Image for post
Image for post

Data Loves Comedy: Analysis of a Standup Act

Benjamin Joffe
Dec 8, 2020 · 6 min read

One of my favorite standup routines is Gary Gulman’s ‘State Abbreviations’, which lasts about 6 minutes. Here is what I found when doing a ‘quick’ analysis of its text.

Basic Set

I started with downloading the subtitles on YouTube and — after some minor editing — did a basic count:

  • 5,259 signs

Filtering

To analyze it further, I turned to Natural Language Processing, a domain mixing computing, statistics and linguistics.

I first needed to figure out which words were more ‘meaningful’. For that, it is common practice to filter out the most common words (e.g. you, when, at, any, before, …). Those are called stop words.

As shown in the chart below, the first word that is not a stop word among the 20 most frequent words in the routine is ‘Dottie’ (the wisecracking secretary).

Image for post
Image for post

As there is no ‘standard’ set of stop words, I started with an initial list of 322, to which I added a few more, and punctuation, up to 375 elements.

The count went down from 326 unique words including stop words, to 235 unique words without.

Zooming in

The most frequent ‘non stop words’ are:

Image for post
Image for post

Interestingly, we can use those words to get a fairly good summary of the routine:

‘A boss, guys and Dottie abbreviate States. And there’s an omelet chef.’

Image for post
Image for post
Omelet or Omelette? I’d go with the latter.

Rare words

What makes this joke a great piece of writing? One aspect is the unique flavor given by rare words.

It is possible to analyze the uniqueness of the words used using their frequency in the English language. As a reference, here is a list of the top 100 most frequent words in English.

Zipf frequency

One way is to use a metric called the Zipf Frequency (named after the linguist George Kingsley Zipf). It measures the frequency of a word across a broad collection of English sources, on a logarithmic scale.

  • The lower the number, the rarer the word.

I picked some examples below as references to give a sense of what those rarity levels mean in practice.

Image for post
Image for post
Words with Zipf < 2 like “gobbledygook”, “mizpah” or “ingrate” are at risk of losing the crowd

Here are the words with a Zipf lower than 3 in the routine:

Image for post
Image for post

Note: The words ‘abbreviators’ and ‘apostrophizing’ got the Zipf function a bit confused and returned a zero. Despite its overall comedic quality, “ne’er-do-well” scored a Zipf of 3.83 and didn’t do well enough to make the cut. If you want to check the Zipf of some words yourself, I made a basic checker here.

This second series can offer a very similar but more flavorful summary:

‘Rogues, misfits and the wisecracking Dottie abbreviate.’

…and something about a ‘hollandaise omelet’?

Checking with google

As I was wondering if Google knew any better regarding the missing 2 words, I thought the number of search results could shed some light.

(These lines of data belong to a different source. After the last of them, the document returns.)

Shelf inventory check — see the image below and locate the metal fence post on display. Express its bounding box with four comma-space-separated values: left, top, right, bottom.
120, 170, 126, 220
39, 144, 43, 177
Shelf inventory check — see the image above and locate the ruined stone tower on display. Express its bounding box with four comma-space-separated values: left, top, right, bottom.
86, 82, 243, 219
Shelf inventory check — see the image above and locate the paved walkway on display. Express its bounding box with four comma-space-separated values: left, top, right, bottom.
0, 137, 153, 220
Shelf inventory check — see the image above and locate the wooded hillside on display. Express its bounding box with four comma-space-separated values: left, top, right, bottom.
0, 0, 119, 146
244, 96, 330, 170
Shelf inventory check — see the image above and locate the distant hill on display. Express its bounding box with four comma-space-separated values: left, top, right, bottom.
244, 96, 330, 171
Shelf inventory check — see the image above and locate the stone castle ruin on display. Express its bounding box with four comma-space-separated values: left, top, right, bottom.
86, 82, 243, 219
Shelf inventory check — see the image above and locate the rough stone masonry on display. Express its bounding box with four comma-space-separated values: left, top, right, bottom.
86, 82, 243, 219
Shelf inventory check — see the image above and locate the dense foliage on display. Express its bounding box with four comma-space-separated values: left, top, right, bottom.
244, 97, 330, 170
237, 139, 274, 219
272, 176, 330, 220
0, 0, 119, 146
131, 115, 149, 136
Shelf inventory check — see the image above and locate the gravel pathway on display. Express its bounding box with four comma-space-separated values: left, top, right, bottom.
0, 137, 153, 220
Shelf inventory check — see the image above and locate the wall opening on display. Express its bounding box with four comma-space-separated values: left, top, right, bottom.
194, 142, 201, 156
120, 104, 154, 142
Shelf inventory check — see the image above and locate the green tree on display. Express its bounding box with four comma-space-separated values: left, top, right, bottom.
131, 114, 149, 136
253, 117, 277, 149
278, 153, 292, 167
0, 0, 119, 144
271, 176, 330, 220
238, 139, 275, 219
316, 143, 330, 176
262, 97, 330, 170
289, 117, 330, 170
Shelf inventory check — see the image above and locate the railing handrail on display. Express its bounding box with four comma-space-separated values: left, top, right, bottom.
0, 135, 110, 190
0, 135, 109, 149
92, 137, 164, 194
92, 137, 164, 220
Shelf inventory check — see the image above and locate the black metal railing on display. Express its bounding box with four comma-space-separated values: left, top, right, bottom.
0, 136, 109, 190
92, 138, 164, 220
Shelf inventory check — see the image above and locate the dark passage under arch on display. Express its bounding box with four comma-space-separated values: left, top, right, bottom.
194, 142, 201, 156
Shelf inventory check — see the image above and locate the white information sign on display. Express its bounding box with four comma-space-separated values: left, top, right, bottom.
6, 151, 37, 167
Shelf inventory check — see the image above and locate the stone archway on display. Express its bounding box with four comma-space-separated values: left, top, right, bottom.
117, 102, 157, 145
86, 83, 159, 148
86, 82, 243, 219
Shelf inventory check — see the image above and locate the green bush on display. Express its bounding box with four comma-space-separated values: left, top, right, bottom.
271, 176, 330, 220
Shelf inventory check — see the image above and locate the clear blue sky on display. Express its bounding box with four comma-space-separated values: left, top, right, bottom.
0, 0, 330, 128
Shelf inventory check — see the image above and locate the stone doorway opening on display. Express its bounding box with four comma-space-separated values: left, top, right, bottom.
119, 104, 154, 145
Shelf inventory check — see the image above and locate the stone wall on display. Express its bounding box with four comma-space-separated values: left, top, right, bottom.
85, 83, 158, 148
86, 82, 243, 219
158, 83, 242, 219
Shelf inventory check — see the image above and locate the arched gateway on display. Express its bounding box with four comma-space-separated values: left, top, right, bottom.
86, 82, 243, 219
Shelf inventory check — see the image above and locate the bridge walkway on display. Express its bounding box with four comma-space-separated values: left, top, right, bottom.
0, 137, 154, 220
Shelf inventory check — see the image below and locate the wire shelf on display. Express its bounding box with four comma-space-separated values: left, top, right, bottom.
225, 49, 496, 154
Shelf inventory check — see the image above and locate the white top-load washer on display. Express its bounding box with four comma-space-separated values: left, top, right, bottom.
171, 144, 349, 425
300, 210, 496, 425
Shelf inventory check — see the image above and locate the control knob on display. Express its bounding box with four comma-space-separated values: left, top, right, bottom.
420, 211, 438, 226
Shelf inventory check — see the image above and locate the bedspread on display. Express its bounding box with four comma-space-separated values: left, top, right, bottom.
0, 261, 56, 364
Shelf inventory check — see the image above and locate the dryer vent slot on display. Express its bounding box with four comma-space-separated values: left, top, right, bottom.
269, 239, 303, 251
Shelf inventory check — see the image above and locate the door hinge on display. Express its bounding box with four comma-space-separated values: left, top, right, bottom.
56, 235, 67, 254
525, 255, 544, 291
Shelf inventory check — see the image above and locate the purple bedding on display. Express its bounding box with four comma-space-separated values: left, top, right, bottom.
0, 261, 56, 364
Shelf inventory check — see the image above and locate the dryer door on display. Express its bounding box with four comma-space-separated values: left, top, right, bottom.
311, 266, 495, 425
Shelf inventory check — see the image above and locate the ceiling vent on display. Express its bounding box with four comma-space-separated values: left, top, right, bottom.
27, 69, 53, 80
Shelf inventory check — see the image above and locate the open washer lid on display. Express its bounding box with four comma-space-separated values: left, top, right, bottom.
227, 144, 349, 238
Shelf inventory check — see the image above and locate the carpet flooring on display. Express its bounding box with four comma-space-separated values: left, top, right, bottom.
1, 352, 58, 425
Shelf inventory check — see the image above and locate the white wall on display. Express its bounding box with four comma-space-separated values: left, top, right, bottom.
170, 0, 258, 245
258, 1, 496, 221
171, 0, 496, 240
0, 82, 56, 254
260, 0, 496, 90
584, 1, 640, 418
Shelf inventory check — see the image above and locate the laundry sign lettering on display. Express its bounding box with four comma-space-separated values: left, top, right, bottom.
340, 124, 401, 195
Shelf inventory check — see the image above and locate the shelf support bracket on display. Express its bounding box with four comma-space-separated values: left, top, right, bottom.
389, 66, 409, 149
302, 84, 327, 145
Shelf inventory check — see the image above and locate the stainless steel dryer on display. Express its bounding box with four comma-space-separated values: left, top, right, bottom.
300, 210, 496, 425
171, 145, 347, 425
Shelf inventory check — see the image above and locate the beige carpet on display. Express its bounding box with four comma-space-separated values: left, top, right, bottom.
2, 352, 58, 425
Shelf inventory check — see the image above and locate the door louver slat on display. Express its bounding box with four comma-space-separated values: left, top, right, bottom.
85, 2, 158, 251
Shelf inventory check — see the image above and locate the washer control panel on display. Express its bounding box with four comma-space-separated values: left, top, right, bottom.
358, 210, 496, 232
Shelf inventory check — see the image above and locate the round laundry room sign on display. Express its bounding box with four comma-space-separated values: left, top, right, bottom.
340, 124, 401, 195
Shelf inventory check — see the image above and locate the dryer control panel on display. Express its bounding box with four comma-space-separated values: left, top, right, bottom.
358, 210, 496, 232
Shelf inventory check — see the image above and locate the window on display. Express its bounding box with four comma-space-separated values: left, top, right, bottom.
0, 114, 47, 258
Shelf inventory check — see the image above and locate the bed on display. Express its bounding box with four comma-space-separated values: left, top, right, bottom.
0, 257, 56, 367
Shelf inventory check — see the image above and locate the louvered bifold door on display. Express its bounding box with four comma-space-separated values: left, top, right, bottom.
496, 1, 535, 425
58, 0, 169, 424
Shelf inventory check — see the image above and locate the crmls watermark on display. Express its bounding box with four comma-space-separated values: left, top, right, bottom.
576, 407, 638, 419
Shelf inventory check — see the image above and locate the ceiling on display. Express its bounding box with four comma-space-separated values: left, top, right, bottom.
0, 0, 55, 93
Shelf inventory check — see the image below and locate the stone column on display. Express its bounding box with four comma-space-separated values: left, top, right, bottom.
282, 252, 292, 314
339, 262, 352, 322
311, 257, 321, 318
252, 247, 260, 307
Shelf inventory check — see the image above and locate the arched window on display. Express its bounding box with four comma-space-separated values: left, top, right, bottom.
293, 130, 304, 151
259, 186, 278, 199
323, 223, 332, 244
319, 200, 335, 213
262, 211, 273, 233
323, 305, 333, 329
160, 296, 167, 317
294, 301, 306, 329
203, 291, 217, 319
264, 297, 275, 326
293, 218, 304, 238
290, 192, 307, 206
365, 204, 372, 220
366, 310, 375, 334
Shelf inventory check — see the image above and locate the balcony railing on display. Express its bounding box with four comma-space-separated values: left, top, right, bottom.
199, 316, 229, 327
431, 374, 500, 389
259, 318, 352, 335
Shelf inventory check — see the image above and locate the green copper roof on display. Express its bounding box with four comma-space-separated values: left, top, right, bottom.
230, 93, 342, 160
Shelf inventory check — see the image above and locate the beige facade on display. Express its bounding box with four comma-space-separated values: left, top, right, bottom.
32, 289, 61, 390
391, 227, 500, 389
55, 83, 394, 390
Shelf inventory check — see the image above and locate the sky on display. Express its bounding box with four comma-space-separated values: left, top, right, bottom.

I looked up some basic words first, and calculated the Log10 of their number of search results.

Note: The reference material of google results is entirely ‘online stuff’. While it includes scanned books, it probably has a recency bias.

Image for post
Image for post
Image for post
Image for post

As the difference seemed to be a constant, I averaged the differences and found about 4.26 (I called it ‘B’). The updated graphic is below and fits quite well.

Image for post
Image for post

Side note: In mathematics, the Dottie number is a constant that is the unique real root of the equation cos(x) = x. Apparently a professor of French discovered it by pressing the ‘cos’ key repeatedly on a calculator and seeing the number converge every time. It is a transcendental number (alongside Pi and e) and, for those versed in chaos theory, it is also a universal attractor (a ‘randy minx’?). Seems quite fitting to Gary’s routine!

Image for post
Image for post
‘Dottie, you randy minx!’ (angles in radians). x = cos(x) = cos(cos(cos…(cos(x))

Let’s see how our ‘google results formula’ applies to the rare words in the routine:

Image for post
Image for post
  • It’s not perfect but it’s ‘within range’.

Lexical diversity

Finally, out of curiosity, I wanted to check the lexical diversity.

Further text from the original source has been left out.